<em>Spring</em> (detail), Lawrence Alma-Tadema, 1894

Spring (detail), Lawrence Alma-Tadema, 1894

On a rainy afternoon at the Getty Center, two dozen students and teachers anxiously awaited the arrival of Natalie Merchant. Stopping at the Getty on her national tour, the singer-songwriter had invited them to attend a workshop on the theme of poetry and music. Though excited, no one quite knew what to expect.

Would Merchant be as serious in person as some of her lyrics might suggest? How would it feel to sit in the presence of such an accomplished star?

As it turned out, Merchant herself was open to what the day would bring. “I thought I’d ask you what you want to know,” she said with sincerity as she entered the room. “Any questions?” For the next two hours, Merchant, along with students and faculty from Cal State Channel Islands, UCLA, LA City College, Claremont McKenna College, and the Renaissance Arts Academy, held an intimate, and at times boisterous, discussion about composition, lyric writing, music education, and inspiration from the visual arts—punctuated by songs and stories from Merchant’s new album, Leave Your Sleep.

Inspired by childhood (Merchant is mother to a seven-year-old daughter), Leave Your Sleep sets 19th- and 20th-century poems to music. Borrowing from literary terminology, Merchant calls the album an anthology and envisions it as a collection of works that express childhood’s magic and beauty but also fear and trepidation. Merchant described her own childhood fear of the dark and pointed to images of the nursery rhyme figure Mother Goose as examples of the simultaneously enchanting and creepy. “She looks kind of like a witch, doesn’t she?” she observed.

Mother Goose

Some of the students wondered how Merchant went about setting the words to music. She described the process as a natural one, born out of reading the poems aloud, hearing their rhythms, and responding to the content emotionally. The longtime children’s book collector said she enjoyed “infusing the poems with my own interpretation” and even found it hard to stop, she was having so much fun: “I did 50 songs but could’ve done over 100!”

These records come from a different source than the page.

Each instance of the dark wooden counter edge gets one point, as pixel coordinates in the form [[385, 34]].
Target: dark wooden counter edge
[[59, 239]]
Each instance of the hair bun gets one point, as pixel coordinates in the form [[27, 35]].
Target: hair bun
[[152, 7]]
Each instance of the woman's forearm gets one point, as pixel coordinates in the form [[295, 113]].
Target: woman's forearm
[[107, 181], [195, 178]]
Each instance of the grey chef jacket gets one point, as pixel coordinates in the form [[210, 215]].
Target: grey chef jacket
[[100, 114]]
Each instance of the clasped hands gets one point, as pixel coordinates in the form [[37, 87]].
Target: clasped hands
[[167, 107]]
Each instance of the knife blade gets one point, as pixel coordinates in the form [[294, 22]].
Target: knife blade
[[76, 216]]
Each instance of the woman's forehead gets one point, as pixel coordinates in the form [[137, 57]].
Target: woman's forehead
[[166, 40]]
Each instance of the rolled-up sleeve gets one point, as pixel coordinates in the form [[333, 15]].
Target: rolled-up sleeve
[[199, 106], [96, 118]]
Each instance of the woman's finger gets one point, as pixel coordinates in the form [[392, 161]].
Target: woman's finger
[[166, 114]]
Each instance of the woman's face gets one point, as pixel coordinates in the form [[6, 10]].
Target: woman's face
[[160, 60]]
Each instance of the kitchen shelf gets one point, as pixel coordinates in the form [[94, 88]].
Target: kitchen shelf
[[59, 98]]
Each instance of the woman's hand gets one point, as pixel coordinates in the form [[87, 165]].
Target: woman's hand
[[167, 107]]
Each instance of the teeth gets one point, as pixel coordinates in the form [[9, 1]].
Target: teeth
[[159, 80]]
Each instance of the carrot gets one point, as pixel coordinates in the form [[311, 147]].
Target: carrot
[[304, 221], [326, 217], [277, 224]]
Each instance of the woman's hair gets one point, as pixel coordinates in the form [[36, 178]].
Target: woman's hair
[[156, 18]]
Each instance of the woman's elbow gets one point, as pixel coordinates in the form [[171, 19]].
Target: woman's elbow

Another student asked Merchant whether she had researched other composers who set poetry to music. Merchant said she had not but expressed genuine interest in everyone’s recommendations, even asking them to write down names of their favorite composers. It was this sort of interaction that made an impression on workshop attendees. As music student Sally said, “Natalie was so warm and humble. She doesn’t take herself too seriously and I found her incredibly inspiring.”

Natalie Merchant. Photo: Mark Seliger

Natalie Merchant. Photo: Mark Seliger

This down-to-earth nature was evident as Merchant shared her music writing process. Never formally trained in music, Merchant relied on her visual senses while composing the themes and melodies for Leave Your Sleep in GarageBand, moving the software’s colored bars around the screen and listening as she went along (“Embarrassing but true!”). She then collaborated with other musicians and composers to “color the songs” with a lush, varied sound that ranges from jazz to chamber music to reggae.

Though Merchant couldn’t bring all of the album’s instruments and musicians on tour with her, she invited her two guitarists to the workshop and they helped her seamlessly weave music into the group discussion. There was a palpable sense of fun as Merchant shared her work, even inviting the students and teachers to participate in a sing-along.

When asked whether she would consider going back to school to study music, Merchant revealed that she “would rather study art than music.” In fact, as a child, Merchant found incredible inspiration in museums and wanted to grow up to be a painter. To this day, she considers visual art her “secret passion buried in the basement” and makes time to visit art museums in the cities she visits on tour. Visiting the Getty Museum, Merchant said she was “thrilled” and “quaking in my boots” to see works related to the poets on her album, such as Spring, a painting by the father of Laurence Alma-Tadema, who wrote “If No One Ever Marries Me”; Petra, April 14, 1858, a newly acquired sketch by Edward Lear, who penned “Calico Pie”; and the Research Library’s first-edition copy of Goblin Market and Other Poems by Christina Rossetti, author of “Crying, My Little One.”

Like these poems and artworks, Merchant hopes some of her latest songs will one day be “embedded in the culture,” as she put it. “Perhaps 40 years after I’m gone, no one will even know where they come from, but they will be part of oral tradition.” One thing’s for sure: The teachers and students who attended the workshop will treasure that rainy yet spirited afternoon for years to come. As PK Candaux, executive director of the Renaissance Arts Academy, said, “Merchant was just amazing, bringing history to life in a completely new way.”